Dans le type tailiang, les colonnes reposent sur des pieds situés sur les quatre coins d’un bâti modulaire. Des poutres situées aux sommets enjambent l’espace qui les séparent, reliant deux par deux les bâtis parallèles. C’est le type de structure le plus répandu.

Dans le type chuandou, les colonnes supportent directement les charges et sont simplement désolidarisées par des poutres. Les édifices de types chuandou sont largement répartis dans le sud de la chine principalement au sud de la montagne Qinling et de la rivière Huai. Certains se retrouvent dans la région méridionale du Shanxi et la provine de Henan (Congcong et al., s. d.).

Par ailleurs, le dougong est un élément unique de la charpente traditionnelle chinoise. C’est une pièce en bois constituée du gong (bras double en forme d’arc) et du dou (bloc de bois supportant chaque gong à chaque côté). Jouant à l’origine une fonction structurelle par apport d’un appui supplémentaire, les dougong ont été de plus en plus réduits à un rôle décoratif à partir de  la dynastie de Yuan et des Ming.

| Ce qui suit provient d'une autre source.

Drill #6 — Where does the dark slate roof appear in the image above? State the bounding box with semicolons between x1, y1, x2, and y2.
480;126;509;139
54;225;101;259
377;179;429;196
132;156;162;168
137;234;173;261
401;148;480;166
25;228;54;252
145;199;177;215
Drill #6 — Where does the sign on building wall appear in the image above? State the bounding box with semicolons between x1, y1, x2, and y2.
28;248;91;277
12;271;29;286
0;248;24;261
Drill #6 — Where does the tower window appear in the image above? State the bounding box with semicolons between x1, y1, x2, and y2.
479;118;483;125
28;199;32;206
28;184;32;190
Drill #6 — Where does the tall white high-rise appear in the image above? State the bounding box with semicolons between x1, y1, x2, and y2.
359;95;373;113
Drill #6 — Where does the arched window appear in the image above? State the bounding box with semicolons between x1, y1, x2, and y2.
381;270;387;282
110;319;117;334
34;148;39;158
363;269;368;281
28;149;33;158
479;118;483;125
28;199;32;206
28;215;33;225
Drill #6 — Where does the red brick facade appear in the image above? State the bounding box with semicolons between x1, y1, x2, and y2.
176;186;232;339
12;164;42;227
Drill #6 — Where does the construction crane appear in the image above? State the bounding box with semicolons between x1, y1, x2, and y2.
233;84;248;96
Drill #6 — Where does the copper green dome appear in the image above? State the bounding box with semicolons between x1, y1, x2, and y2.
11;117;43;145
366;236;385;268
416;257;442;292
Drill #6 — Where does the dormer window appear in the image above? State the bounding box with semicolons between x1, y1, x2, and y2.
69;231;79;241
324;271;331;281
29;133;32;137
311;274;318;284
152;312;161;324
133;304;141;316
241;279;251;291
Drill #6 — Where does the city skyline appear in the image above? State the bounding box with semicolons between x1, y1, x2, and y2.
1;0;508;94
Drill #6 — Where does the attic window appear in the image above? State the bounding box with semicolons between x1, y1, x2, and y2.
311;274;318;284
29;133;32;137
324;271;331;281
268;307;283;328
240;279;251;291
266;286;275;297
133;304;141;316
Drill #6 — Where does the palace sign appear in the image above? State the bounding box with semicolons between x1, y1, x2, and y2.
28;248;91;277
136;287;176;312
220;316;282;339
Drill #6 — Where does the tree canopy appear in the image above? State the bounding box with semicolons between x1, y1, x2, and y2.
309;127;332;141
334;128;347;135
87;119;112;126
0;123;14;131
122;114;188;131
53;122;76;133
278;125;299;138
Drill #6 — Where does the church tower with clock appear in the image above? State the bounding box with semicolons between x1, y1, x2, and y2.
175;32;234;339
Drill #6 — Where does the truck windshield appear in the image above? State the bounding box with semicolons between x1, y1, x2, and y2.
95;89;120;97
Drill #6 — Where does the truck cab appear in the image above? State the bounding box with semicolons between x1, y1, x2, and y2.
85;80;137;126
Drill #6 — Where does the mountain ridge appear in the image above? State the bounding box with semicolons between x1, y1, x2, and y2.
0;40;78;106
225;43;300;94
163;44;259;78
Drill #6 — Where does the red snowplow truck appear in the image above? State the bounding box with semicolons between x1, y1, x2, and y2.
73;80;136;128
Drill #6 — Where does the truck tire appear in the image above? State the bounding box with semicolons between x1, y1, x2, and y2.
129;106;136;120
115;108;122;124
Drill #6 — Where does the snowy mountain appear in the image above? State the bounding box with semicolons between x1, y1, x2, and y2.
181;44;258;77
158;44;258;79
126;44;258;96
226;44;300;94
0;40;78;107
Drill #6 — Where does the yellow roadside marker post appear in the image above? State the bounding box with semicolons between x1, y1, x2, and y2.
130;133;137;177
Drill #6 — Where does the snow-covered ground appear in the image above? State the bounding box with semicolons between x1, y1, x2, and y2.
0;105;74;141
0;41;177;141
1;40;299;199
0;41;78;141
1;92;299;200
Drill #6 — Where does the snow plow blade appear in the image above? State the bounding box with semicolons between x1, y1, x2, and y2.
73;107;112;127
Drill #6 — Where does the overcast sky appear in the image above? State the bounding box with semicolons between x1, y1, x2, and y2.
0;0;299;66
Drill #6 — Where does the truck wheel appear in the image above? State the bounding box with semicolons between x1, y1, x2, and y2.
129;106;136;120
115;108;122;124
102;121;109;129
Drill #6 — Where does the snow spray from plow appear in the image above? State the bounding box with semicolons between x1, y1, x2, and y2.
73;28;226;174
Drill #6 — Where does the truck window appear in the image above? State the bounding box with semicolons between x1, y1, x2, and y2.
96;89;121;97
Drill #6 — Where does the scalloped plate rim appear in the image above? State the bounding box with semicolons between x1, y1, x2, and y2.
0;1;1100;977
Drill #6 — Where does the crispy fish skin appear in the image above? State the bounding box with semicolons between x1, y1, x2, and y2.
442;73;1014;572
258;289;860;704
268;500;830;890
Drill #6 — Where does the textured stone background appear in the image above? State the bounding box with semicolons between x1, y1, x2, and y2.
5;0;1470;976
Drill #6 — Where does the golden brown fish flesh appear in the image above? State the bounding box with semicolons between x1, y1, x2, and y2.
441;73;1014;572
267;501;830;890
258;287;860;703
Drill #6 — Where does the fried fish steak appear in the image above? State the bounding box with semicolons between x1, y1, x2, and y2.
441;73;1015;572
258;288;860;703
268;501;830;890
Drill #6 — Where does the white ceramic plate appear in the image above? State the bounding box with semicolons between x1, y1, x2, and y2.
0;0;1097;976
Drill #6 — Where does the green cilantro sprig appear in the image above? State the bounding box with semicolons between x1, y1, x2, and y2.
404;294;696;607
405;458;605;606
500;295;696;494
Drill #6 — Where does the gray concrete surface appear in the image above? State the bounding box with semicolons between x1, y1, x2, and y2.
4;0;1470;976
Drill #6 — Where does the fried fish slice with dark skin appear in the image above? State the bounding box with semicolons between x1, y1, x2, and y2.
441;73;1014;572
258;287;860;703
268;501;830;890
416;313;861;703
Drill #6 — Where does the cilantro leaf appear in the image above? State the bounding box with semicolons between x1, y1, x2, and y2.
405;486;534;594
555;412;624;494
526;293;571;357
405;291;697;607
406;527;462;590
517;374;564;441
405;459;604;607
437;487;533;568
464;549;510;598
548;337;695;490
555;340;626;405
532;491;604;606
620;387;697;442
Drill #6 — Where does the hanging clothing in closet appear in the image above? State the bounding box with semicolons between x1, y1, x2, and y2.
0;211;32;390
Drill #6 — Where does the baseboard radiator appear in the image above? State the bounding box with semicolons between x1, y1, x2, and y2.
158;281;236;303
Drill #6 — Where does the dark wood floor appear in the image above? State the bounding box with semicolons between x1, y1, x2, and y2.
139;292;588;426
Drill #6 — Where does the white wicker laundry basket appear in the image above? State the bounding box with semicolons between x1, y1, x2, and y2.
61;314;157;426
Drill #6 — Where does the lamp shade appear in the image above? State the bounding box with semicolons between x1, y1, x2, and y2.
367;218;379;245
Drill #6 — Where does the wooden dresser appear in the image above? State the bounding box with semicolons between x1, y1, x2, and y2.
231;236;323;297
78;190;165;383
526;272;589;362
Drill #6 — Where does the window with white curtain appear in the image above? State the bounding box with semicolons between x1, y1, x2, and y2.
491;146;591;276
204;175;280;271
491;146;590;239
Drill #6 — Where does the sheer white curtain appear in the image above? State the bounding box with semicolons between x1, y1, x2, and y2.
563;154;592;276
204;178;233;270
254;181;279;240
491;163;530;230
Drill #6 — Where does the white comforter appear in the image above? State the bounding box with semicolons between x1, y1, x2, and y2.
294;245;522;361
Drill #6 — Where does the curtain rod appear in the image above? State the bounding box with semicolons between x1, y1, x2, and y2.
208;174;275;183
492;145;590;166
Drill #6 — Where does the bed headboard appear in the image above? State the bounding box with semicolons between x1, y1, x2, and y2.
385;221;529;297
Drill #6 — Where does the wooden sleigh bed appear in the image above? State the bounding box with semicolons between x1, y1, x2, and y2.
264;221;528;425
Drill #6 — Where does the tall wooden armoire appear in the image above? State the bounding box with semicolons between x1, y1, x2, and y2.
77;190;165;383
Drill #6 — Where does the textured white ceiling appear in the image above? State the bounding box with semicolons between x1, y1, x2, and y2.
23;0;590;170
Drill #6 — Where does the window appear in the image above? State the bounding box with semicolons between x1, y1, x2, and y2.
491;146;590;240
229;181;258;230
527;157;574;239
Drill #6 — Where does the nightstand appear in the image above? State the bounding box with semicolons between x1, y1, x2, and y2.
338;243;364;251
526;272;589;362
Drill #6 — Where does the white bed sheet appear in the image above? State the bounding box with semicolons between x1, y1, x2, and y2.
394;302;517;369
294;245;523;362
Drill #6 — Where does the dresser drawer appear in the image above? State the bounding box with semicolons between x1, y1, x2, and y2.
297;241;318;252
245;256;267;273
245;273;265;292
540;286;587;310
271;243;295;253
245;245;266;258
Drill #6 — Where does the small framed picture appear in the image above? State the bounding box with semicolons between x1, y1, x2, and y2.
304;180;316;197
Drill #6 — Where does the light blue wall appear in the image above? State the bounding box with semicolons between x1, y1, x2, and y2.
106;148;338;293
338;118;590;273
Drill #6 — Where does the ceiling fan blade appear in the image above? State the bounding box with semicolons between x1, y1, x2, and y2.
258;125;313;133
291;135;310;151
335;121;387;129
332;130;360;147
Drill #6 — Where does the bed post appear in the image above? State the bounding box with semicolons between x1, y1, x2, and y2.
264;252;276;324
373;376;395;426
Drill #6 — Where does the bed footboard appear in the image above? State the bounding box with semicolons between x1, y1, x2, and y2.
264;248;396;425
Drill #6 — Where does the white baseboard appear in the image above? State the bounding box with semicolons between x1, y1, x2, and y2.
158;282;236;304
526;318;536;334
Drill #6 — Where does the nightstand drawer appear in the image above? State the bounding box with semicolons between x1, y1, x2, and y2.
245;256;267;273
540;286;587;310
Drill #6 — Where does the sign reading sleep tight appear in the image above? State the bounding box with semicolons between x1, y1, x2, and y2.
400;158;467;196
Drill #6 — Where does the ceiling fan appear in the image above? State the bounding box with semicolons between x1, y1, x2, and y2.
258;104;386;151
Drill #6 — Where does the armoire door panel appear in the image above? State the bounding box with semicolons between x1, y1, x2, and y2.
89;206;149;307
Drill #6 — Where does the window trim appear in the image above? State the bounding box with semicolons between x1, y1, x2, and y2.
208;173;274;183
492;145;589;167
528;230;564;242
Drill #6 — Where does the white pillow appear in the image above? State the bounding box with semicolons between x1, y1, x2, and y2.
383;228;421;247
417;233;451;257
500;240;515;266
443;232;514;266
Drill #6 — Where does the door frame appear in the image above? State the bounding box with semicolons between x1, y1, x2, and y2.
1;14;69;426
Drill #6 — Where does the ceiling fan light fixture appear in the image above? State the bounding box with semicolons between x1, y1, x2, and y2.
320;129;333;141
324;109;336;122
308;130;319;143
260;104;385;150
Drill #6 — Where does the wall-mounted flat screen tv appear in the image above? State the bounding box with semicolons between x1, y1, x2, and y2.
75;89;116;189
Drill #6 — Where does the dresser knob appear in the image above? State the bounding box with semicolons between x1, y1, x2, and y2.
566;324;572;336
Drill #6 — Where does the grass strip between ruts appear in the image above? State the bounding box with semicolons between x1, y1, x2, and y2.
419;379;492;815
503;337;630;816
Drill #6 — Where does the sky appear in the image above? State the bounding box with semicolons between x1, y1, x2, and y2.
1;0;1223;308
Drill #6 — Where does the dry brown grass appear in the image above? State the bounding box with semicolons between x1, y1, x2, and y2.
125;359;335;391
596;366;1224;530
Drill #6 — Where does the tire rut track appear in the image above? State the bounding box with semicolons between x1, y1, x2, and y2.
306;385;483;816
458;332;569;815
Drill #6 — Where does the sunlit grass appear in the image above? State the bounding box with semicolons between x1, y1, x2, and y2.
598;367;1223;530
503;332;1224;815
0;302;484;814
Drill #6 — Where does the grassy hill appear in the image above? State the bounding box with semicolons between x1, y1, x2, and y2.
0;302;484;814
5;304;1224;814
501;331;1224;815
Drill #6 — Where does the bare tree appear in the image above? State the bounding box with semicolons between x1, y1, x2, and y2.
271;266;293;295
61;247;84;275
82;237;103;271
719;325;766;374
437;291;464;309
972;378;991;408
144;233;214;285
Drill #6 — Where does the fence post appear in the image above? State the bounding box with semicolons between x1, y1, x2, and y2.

En somme, l’architecture chinoise est très diversifiée. Elle a connu plusieurs évolutions, chaque dynastie apportant son lot d’inventivité et d’originalité. C’est une architecture qui a su également s’adapter aux climats des régions où elle a été implantée. Il n’en demeure pas moins que l’architecture traditionnelle chinoise possède des éléments caractéristiques qui la rende unique : le types de construction adaptées aux rangs des propriétaires, la pratique du fengshui, le savoir faire du bois, les charpentes atypiques en bois, les formes de toitures et la richesse des couleurs pour ne citer que ceux là.

[1] Dépôts sédimentaires de limon, ayant été transportés par le vent.

[2] Type de structure se constituant de colonnes, poutres et poinçons.

Références

Congcong, R., Ruchen, B., & Simiao, L. (s. d.). CONSTRUCTION OF CHUANDOU TIMBER HOUSES IN SOUTHWEST CHINA: TECHNOLOGY AND COMMUNITY.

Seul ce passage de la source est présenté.